I’ve just had one of those days you feel good about.
So often I tend to get involved in broadband projects at the very beginning and my work is done before a single spade breaks earth – in some cases its been as long as three or four years between my involvement and anybody actually receiving a service.
However, there are now several fibre projects live today, in very different locations and run by very different people, which I’ve been lucky enough to have some hand in at the very beginning. So today it was great to spend the morning in Bournemouth with the guys at Fibrecity to see how they’re getting on.
It was back in 2008 when I spent some time with a group of maverick entrepreneurs trying to work out what was the best passive architecture when delivering fibre across a city using as much of the sewers as possible. I learnt more about sewers in those few weeks then I ever thought possible but at the end of it we came up with what seemed like a pragmatic but potentially blistering open access solution.
In an ideal world everyone would have liked to deliver an ultimately flexible point to point fibre solution which could support either GPON with the splitters in the POP or Ethernet or both but the size of cable permitted in the sewers meant that it had to be PON. However we worked the topology of the sewers to minimise the splits to make sure today’s GPON equipment would deliver a 100Mbps symmetrical service with no contention in the access network so it could match anything a point-to-point Ethernet could deliver – more splitters could be added in the PoP to keep port costs down if needed but the lower splits could be used to deliver the fastest services possible should the need arise.
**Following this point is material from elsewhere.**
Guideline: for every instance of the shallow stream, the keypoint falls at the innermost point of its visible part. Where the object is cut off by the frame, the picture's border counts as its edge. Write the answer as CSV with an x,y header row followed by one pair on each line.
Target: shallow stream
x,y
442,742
Two and half years later they have now passed 21,000 homes and the first real customers are starting to benefit from the work put in back then. Seeing the network in action it was great to see the early work really paid off. The 100 Mbps really was a 100 Mbps, except they have the optional burst turned on which meant they were demonstrating 1 Gbps – and there was no doubt it was 1 Gbps. HD movie files were downloading in seconds and speed-tests were heading off the scale.
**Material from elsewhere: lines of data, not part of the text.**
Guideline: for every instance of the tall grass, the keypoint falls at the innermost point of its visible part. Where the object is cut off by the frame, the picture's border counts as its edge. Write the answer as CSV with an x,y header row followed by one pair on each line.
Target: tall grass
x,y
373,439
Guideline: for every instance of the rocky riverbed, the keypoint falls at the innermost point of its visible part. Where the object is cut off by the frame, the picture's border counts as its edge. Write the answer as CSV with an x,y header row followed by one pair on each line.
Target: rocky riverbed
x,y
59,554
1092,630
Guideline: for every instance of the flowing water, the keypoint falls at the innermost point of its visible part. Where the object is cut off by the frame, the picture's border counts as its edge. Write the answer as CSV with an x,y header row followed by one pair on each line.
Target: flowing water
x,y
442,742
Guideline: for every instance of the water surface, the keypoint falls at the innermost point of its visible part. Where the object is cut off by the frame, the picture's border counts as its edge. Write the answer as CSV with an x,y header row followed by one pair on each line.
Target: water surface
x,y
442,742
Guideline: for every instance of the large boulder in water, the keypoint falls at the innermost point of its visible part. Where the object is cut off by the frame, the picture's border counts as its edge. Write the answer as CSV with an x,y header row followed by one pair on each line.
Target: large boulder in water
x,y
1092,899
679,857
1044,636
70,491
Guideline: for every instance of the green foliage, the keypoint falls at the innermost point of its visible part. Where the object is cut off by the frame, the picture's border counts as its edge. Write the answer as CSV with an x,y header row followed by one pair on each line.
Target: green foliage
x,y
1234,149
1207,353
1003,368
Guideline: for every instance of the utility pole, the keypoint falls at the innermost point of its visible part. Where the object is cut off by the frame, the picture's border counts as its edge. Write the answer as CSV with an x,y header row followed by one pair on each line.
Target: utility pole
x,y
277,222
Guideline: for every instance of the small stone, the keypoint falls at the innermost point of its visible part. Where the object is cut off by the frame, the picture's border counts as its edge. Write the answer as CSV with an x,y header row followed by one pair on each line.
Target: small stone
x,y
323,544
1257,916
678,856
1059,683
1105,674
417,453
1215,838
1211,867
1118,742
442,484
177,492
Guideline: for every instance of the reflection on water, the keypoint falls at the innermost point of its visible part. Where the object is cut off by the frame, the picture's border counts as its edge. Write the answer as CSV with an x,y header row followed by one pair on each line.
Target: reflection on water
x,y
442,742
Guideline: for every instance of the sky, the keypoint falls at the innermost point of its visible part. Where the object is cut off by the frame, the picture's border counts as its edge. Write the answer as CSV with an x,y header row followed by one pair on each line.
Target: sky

There is no doubt that Fibrecity are mavericks – but its entrepreneurial mavericks that are needed just now if we are to break the mould. They are in the process of restructuring the company to bring the UK networks more in line with their international projects. I wish them all the very best of luck with that!
And when you see ads or news articles telling you some 50/100/200Mbps service is the fastest in the UK, remember, the UK already has Gigabit out there – I know I’ve seen it!